Set Resource-Level Access for Roles
By default, the predefined roles–API Documentation, Full access, and Read only–have access to the table, view, resource, stored procedure, function, and meta table REST endpoints that are part of your API. You can grant role access to call only specific table, view, resource, stored procedure, function, or meta table REST endpoints. You can also set verb-based permissions. Table-based resources inherit the security permissions from the underlying entity.
Follow these steps:
 
  1. With your API open, in the Secure section, click 
    API Roles
    .
  2. Define access to tables, views, stored procedures, resources, top-level functions, or meta tables, by completing the following:
    1. Select the role that you want to authorize access.
    2. Click the 
      REST Endpoints
       tab.
      The Functions tab displays by default.
    3. Click the tab (
      Tables
      Views
      Procedures
      Resources
      Functions
      , or 
      Meta Tables
      ) for the resource to which you want to define access.
  3. Clear the Enable All Tables/Views/Procedures
    /Resources
    /Top-Level Functions/Meta Tables checkbox.

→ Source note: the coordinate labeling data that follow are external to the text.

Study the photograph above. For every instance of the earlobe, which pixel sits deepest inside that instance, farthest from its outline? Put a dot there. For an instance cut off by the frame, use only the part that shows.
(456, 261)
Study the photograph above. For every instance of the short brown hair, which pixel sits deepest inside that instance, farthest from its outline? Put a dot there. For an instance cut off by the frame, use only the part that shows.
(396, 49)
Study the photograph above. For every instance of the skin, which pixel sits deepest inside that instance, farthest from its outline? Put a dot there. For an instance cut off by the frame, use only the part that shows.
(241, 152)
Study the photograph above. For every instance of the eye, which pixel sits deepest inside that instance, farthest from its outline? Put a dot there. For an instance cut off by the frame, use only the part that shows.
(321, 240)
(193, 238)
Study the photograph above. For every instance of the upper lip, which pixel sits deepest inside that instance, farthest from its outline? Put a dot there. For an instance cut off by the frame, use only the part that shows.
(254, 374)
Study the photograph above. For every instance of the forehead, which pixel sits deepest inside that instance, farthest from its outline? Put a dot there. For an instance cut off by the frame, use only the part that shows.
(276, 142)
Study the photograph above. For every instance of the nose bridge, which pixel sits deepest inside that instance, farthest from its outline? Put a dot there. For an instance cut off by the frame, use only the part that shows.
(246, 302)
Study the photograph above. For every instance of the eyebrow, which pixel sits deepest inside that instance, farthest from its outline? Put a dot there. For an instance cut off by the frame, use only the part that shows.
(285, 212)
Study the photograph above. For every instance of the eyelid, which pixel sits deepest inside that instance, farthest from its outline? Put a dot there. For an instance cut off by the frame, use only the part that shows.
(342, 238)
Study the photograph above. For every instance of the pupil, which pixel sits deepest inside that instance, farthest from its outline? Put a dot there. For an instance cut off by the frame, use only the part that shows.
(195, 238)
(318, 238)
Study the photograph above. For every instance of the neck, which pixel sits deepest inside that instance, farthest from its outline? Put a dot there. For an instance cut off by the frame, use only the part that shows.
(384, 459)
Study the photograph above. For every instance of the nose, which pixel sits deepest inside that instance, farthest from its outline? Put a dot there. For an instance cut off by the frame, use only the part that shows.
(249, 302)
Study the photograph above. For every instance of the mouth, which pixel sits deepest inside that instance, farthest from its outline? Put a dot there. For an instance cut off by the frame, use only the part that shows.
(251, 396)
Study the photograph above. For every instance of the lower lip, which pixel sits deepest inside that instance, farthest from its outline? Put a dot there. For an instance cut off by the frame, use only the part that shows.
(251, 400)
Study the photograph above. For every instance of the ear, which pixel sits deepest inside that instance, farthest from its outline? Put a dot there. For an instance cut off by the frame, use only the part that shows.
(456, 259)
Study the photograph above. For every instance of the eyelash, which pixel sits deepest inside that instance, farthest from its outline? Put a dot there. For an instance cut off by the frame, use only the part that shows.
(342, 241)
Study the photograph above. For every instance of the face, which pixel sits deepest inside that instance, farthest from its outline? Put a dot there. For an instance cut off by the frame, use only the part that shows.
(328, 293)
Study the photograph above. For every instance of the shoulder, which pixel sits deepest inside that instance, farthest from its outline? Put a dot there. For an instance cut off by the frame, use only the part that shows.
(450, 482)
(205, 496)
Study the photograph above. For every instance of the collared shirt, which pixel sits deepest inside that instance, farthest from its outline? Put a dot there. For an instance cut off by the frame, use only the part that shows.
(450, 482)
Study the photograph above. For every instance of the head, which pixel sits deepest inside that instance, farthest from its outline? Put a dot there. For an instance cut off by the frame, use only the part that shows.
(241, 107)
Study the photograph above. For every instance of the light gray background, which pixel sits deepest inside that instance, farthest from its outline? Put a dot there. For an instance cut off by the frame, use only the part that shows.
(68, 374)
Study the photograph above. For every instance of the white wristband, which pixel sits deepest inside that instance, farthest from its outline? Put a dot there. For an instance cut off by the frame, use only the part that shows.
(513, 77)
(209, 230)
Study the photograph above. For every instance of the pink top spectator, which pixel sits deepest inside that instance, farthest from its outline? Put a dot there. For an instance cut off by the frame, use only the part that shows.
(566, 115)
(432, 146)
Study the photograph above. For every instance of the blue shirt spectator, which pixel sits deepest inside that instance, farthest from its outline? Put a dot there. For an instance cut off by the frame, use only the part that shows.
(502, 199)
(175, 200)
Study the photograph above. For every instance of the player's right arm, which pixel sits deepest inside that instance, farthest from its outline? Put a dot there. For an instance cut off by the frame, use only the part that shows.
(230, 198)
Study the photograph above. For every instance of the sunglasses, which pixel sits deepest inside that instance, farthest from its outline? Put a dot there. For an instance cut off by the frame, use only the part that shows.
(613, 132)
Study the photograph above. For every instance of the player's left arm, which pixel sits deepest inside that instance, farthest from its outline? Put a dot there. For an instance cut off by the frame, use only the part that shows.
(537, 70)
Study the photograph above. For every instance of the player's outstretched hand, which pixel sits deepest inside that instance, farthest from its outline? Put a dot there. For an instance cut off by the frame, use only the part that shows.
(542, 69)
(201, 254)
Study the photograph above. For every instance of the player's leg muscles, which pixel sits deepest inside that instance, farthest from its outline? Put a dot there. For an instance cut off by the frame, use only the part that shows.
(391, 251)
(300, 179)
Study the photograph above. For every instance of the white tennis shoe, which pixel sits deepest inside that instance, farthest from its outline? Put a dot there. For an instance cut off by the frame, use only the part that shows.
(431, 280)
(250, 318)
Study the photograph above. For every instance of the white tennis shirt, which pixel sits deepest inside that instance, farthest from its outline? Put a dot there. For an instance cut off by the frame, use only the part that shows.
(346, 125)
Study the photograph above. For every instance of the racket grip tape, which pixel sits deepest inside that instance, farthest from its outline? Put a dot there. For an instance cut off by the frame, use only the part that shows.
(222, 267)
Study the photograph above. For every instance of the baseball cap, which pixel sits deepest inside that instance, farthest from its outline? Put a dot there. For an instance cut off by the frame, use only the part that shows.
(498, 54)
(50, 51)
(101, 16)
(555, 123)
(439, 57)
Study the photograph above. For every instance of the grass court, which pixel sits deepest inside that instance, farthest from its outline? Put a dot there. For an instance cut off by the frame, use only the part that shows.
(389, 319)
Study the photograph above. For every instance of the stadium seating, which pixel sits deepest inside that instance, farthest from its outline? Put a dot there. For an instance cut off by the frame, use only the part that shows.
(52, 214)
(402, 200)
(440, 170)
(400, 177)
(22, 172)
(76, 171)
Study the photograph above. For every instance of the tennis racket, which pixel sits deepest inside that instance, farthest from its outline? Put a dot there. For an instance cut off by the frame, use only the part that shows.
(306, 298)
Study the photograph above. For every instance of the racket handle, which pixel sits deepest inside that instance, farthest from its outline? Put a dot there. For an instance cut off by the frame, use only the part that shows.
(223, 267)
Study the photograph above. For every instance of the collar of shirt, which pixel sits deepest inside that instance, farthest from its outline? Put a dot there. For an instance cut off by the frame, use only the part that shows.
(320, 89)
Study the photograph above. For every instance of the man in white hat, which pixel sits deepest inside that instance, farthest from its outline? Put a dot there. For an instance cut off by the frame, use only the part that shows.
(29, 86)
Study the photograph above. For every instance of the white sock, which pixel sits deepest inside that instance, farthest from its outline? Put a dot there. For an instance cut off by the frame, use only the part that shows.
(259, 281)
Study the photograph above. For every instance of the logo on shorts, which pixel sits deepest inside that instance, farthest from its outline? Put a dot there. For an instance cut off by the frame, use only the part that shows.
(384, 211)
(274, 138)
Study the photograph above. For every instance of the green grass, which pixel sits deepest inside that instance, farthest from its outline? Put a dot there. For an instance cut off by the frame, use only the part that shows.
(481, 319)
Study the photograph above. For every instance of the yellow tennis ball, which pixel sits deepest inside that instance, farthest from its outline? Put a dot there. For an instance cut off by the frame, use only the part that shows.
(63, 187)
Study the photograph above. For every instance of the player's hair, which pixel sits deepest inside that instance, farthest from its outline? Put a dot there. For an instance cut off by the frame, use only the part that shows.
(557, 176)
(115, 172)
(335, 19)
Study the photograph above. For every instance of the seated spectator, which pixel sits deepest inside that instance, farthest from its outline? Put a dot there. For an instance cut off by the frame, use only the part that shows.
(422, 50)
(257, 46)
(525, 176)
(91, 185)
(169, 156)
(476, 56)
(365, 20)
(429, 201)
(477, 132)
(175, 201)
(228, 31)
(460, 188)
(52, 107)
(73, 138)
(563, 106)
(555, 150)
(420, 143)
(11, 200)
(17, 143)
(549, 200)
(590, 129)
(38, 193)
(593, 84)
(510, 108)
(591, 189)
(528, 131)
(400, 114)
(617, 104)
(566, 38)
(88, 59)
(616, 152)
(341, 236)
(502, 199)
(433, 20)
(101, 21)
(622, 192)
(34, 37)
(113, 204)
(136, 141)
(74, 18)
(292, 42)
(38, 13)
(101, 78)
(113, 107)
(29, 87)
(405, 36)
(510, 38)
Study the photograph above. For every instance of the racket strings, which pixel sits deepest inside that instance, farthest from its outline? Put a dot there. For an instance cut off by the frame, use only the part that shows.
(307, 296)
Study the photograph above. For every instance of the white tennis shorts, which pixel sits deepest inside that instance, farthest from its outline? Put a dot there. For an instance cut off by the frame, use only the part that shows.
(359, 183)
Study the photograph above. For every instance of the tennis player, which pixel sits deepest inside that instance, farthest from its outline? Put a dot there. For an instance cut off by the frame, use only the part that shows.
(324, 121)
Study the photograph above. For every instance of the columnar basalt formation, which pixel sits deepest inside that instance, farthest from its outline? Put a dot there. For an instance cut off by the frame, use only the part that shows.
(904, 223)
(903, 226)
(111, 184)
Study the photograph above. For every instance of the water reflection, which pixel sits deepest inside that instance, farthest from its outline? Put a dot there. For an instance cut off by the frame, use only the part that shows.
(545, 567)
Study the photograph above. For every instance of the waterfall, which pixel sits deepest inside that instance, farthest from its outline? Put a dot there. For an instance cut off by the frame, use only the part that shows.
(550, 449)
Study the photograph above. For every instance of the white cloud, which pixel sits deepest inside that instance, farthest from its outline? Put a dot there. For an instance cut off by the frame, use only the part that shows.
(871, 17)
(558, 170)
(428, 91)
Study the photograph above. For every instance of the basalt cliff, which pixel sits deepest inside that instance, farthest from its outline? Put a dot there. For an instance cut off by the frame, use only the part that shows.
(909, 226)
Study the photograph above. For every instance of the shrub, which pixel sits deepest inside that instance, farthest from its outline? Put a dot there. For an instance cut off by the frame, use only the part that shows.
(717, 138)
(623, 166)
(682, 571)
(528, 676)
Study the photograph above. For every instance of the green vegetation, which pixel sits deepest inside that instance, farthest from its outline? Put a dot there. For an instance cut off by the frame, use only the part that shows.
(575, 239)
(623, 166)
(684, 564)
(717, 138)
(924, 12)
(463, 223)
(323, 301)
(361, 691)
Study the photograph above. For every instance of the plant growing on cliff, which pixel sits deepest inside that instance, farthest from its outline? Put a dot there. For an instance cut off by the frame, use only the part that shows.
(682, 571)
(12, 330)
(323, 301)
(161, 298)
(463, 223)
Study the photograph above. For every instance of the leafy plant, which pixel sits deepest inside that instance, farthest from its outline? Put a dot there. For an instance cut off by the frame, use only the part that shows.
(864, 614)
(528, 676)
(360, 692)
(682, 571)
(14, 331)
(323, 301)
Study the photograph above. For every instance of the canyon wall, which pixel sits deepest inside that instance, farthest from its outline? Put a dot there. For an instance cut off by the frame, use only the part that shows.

    Clearing this checkbox clears the All Tables/Views
    /Resources
    /Procedures/Top-Level Functions/Meta Tables checkbox that is on the Details tab.
    A list of resource endpoints display.
  4. Select the checkbox for one or more of the REST endpoints to which you want to authorize the role access, and then save your changes.
     You can select the REST endpoints that are listed by clicking 
    Check All
     or clear the checkboxes by clicking 
    Clear All
    .
The role is granted access to the specific table, view, resource, stored procedure, top-level function, or meta table REST endpoint.